All I could hear was the pounding of my own heart. I didn’t want him to fall off the roof. But Gabriel told me to listen more closely, and then I heard it.
A man singing opera music. Rigoletto.
Gabriel joined in… Le donna é mobile …moving his arms like he was conducting an orchestra… è sempre misero .
I held on tighter. It was crazy, but beautiful. And so was he.
Only in New York City could you sit on a rooftop on a warm spring night and listen to opera music under the stars while down below, taxis honked their horns and sirens wailed and couples made love and argued.
The scent of curry and sauteed garlic in tomato sauce and fresh tortillas and all the neighbors’ cooking aromas filtered from open windows and filled the air.
Our wild, adventurous life together was just beginning. Not perfect, but ours.
I wanted to remember every second. Not only remember it but live it.
So I boldly, bravely climbed onto the ledge and sat next to him.
Life, from a bird’s-eye view.
Gabriel held my hand and never let go.
A few days later, when I got home from work, I followed the music to Annika’s old room and peeked inside where I found Gabriel, shirtless and sweaty in nothing but boxers, with a paint roller in his hand.
We’d chosen the paint together. Gabriel thought it was a good color to promote creativity. “ It looks like you.

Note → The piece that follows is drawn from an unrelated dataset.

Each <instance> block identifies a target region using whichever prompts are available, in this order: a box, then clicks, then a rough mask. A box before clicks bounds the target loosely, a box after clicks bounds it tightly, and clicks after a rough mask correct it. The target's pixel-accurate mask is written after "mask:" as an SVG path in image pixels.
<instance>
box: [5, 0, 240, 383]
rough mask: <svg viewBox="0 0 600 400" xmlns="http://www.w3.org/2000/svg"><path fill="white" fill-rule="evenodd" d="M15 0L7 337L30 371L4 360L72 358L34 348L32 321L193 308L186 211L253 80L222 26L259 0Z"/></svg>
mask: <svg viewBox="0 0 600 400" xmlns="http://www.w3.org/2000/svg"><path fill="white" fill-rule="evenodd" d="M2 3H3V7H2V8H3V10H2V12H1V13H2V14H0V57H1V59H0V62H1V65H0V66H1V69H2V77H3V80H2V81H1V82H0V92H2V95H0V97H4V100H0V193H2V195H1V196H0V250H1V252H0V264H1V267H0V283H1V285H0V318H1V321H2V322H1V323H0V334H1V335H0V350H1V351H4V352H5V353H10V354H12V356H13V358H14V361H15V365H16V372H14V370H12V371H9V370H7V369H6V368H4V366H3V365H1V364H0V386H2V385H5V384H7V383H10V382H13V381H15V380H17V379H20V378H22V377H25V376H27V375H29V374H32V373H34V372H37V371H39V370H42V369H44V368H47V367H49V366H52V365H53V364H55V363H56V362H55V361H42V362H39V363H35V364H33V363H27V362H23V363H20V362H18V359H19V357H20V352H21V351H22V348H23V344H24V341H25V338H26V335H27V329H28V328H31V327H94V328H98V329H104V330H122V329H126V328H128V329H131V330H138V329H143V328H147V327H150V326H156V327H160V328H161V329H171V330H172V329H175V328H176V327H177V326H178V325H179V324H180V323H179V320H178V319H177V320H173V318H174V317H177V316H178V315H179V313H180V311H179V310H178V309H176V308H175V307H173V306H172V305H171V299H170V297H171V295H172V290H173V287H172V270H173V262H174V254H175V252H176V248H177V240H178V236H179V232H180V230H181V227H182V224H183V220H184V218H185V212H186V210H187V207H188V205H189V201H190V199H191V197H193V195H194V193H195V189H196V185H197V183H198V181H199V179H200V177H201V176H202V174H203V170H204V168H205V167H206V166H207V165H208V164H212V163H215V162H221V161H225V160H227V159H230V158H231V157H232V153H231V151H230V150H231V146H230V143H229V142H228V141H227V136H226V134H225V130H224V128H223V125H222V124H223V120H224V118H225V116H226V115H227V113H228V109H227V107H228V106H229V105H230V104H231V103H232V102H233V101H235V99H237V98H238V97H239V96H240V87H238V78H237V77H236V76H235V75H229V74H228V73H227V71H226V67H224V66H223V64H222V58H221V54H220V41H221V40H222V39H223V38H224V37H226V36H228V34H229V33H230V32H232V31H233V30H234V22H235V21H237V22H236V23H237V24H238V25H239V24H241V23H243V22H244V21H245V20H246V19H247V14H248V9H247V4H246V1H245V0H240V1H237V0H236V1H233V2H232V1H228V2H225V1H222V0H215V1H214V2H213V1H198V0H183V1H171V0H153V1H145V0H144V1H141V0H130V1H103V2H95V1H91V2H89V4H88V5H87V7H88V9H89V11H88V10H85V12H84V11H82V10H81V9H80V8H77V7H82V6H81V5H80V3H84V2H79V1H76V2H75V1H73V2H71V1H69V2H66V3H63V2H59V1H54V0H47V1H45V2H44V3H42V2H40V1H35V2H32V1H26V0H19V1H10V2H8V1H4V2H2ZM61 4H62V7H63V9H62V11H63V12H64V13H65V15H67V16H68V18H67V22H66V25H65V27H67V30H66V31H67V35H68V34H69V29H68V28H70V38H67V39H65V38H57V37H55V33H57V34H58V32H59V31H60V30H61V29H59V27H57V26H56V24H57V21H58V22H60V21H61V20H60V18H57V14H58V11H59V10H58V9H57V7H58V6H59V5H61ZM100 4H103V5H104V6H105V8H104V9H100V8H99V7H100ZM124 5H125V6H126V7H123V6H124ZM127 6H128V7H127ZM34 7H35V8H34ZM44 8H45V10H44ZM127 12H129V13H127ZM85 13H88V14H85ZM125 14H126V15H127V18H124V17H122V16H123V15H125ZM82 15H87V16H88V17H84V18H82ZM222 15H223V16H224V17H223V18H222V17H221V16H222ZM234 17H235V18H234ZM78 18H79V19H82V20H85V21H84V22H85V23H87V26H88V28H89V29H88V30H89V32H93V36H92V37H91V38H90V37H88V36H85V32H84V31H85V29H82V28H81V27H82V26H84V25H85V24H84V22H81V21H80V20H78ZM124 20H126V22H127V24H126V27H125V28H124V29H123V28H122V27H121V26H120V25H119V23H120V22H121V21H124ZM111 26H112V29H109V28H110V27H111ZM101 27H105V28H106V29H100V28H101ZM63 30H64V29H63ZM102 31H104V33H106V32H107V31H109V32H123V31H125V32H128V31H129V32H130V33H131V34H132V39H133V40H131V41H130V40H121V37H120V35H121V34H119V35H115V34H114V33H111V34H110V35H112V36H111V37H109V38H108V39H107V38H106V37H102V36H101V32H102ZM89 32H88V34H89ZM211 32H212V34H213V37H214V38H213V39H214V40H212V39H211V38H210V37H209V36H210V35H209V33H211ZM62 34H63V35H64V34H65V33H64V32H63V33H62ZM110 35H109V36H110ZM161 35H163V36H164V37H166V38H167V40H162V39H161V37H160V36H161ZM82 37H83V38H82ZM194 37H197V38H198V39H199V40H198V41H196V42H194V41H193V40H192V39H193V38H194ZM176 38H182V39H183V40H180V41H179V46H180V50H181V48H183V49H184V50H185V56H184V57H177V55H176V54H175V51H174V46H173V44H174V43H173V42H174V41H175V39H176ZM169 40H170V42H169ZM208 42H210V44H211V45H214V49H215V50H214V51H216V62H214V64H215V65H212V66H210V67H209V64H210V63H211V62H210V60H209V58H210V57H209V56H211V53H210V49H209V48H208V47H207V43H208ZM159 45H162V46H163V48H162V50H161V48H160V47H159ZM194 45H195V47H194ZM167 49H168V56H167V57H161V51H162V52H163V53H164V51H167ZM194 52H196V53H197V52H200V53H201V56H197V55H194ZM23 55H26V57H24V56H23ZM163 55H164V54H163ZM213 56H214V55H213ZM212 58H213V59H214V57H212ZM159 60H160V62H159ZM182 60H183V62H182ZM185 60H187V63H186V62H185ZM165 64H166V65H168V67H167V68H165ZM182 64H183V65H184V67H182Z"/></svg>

Passionate, creative, and sexy .”
That pretty much sold me on the dark purple, and now that I saw it on the walls, I thought it was the perfect choice. It might have had something to do with the paint streaked across Gabriel’s chest.
He was lanky but he had really great arms and he had abs which had surprised me the first time I saw him naked. He told me he did chin-ups on the scaffolding and push-ups every day to burn off steam.

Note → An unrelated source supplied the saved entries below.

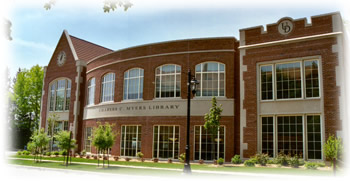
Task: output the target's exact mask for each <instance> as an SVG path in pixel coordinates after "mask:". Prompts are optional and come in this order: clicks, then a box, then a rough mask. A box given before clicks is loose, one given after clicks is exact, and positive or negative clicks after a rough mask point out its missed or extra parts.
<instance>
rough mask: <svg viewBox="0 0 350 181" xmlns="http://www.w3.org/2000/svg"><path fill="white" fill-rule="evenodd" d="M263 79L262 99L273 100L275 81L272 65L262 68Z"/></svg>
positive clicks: (262, 74) (261, 80) (260, 70)
mask: <svg viewBox="0 0 350 181" xmlns="http://www.w3.org/2000/svg"><path fill="white" fill-rule="evenodd" d="M260 75H261V76H260V77H261V81H260V82H261V99H262V100H271V99H273V80H272V65H265V66H261V67H260Z"/></svg>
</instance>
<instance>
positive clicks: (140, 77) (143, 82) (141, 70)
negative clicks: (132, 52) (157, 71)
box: [123, 68, 144, 100]
mask: <svg viewBox="0 0 350 181" xmlns="http://www.w3.org/2000/svg"><path fill="white" fill-rule="evenodd" d="M136 69H137V70H138V71H139V76H137V77H132V78H130V71H132V70H136ZM141 72H142V75H141ZM126 74H127V77H125V75H126ZM130 79H138V87H139V90H138V94H137V98H135V99H129V98H128V97H129V80H130ZM125 80H127V83H126V84H125ZM141 81H142V87H141ZM123 84H124V87H123V100H142V99H143V85H144V69H142V68H132V69H129V70H127V71H125V72H124V81H123ZM125 88H126V93H125ZM141 93H142V96H141ZM125 94H126V97H124V95H125Z"/></svg>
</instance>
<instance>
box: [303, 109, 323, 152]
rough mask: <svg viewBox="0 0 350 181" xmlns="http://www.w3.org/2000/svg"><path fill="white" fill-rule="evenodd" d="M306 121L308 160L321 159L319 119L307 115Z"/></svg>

What he hadn’t mentioned was that he did the push-ups when he was in a handstand, something I’d witnessed last week.
I wanted to live up to the sexy part of the equation, so I slipped away before he noticed me and returned a few minutes later, theatrically draping myself against the doorframe in my little getup.
It only took Gabriel a few seconds to look over, and when he did, he did such an exaggerated double-take that I couldn’t stop laughing.
He dropped the roller onto the paint tray and strode over to me with a little more swagger in his step than usual.
“Welcome home, baby.” His gaze roamed over my lacy black lingerie.
I was a B cup but the underwire did wonders for my boobs and made me look like I had actual cleavage.
Gabriel traced his finger over the scalloped edge of the bra and dipped inside, circling the tiny pearl sewn into the black bow. “I could get used to this.”
“Don’t expect this every night. By tomorrow I’ll be back to slouching around in my ratty T-shirt with no makeup and my unwashed hair in a lopsided bun.”
“I love it when you talk dirty,” he said, skimming his hands down my sides and gripping my hips. “You’re wearing the boots that almost got me into a fight.”
“I can’t even imagine you fighting.”
“I’m a lover, not a fighter.” He kissed me and it was such a dirty kiss that my whole body flushed with heat. “But I’d fight for you,” he murmured against my lips.